Although the CNN achieves state-of-the-art recognition performance, it requires collecting and annotating huge amounts of training data. Collecting SAR data, however, is limited by cost and security considerations. Data augmentation is a common practice to overcome this limitation. Ding et al. [
21] used augmentation operations, including translation, rotation, and the addition of noise, to generate synthetic SAR images. Jiang et al. [
22] used Gabor filters to extract multi-scale and multi-directional features of SAR images. These features, which are more diverse than raw images, can be used as training samples for the CNN. Similarly, Pei et al. [
23] trained a CNN with multiview SAR data, which is a combination of SAR images at different azimuth angles. The CNN extracted multiview image features and fused them in a parallel network. In addition to data augmentation, researchers have also utilized external data sources and developed corresponding transfer learning frameworks. Transfer learning acquires prior information from external sources such as optical data [
24] and virtual SAR data [
25]. It then uses this information to help train CNNs that recognize real SAR targets.

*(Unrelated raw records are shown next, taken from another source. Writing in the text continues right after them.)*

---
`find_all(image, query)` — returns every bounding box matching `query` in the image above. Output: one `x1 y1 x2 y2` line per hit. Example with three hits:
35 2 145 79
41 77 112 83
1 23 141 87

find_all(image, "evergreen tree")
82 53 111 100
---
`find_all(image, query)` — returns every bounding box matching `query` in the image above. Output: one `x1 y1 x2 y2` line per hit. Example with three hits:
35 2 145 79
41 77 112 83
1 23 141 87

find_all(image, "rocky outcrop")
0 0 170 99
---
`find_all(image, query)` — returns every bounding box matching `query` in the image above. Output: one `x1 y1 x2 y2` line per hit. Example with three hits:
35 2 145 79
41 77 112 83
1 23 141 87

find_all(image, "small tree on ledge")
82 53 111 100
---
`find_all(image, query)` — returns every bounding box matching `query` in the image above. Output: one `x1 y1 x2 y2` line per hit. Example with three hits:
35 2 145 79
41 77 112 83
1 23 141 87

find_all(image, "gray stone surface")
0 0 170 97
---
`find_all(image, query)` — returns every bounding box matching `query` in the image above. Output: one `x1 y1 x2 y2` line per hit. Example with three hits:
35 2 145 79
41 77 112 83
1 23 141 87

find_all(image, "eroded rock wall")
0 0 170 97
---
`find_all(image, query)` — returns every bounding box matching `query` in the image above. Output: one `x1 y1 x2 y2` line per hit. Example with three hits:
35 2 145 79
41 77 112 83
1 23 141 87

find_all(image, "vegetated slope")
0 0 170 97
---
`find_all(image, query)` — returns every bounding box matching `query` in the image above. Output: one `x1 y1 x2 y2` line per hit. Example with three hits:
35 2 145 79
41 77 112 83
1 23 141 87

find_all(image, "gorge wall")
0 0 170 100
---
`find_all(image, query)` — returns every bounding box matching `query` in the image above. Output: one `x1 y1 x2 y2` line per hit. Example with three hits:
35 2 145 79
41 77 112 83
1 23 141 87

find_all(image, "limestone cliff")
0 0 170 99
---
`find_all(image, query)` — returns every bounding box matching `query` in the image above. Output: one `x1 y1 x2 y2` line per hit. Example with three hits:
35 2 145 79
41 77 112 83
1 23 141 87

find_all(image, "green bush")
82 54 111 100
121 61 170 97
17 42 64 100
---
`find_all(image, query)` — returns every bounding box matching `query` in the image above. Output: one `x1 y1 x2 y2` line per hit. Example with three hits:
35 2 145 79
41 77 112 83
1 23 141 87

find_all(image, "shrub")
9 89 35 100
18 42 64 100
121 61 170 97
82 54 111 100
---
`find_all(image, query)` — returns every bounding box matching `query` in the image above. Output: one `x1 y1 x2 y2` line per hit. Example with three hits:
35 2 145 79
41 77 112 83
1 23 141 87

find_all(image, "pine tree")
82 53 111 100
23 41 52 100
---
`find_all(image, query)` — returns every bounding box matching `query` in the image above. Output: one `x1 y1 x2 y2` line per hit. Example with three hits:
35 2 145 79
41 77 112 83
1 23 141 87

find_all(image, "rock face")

Recently, meta-learning methods [
26,
27] have made significant progress in few-shot image classification in which each class has few labeled samples available for training. By learning priors from many training tasks, meta-learning solves new testing tasks using only a few samples. Acquiring these priors requires the training and testing tasks to share some common structures, such as visual or semantic features. Tang et al. [
28] proposed an inference model based on Siamese networks, which not only improves the accuracy of few-shot SAR recognition but also reduces the prediction time. Wang et al. [
29] integrated model-agnostic meta-learning (MAML) with domain adaptation to solve cross-domain and cross-task SAR-ATR problems. In this paper, we solve SAR-ATR tasks with small data in a meta-learning framework. Simulated SAR data [
30] are also introduced to compensate for the lack of real data. We build a meta-learning model consisting of global parameters and task-specific parameters. The model is meta-learned using sufficient simulated SAR data. After meta-learning, it retains the global parameters and uses real SAR data to update task-specific parameters. To reduce the model uncertainty caused by small training data, the model places probability distributions over task-specific parameters. These parameters, vast in number, are estimated by amortized variational inference (AVI) [
31] to reduce the computation and storage cost. Most relevant to our method is the work of [
32,
33], in which amortized networks (e.g., plain neural networks) were used to approximate task-specific parameters. By contrast, our model uses variational inference to clarify the errors introduced by amortized approximation, thereby improving the training objective function. Furthermore, we propose a novel amortized network implemented with set-to-set functions [
34] to boost the performance of AVI.
The contributions of this paper are summarized as follows:
(1) We propose a novel recognition model integrating meta-learning and AVI. The model can recognize new targets with a small amount of real data.
(2) To reduce the model uncertainty caused by small data, task-specific parameters of the model are modeled by probability distributions and are inferred by AVI.
(3) The amortized network of AVI is implemented with set-to-set functions, thereby improving its performance.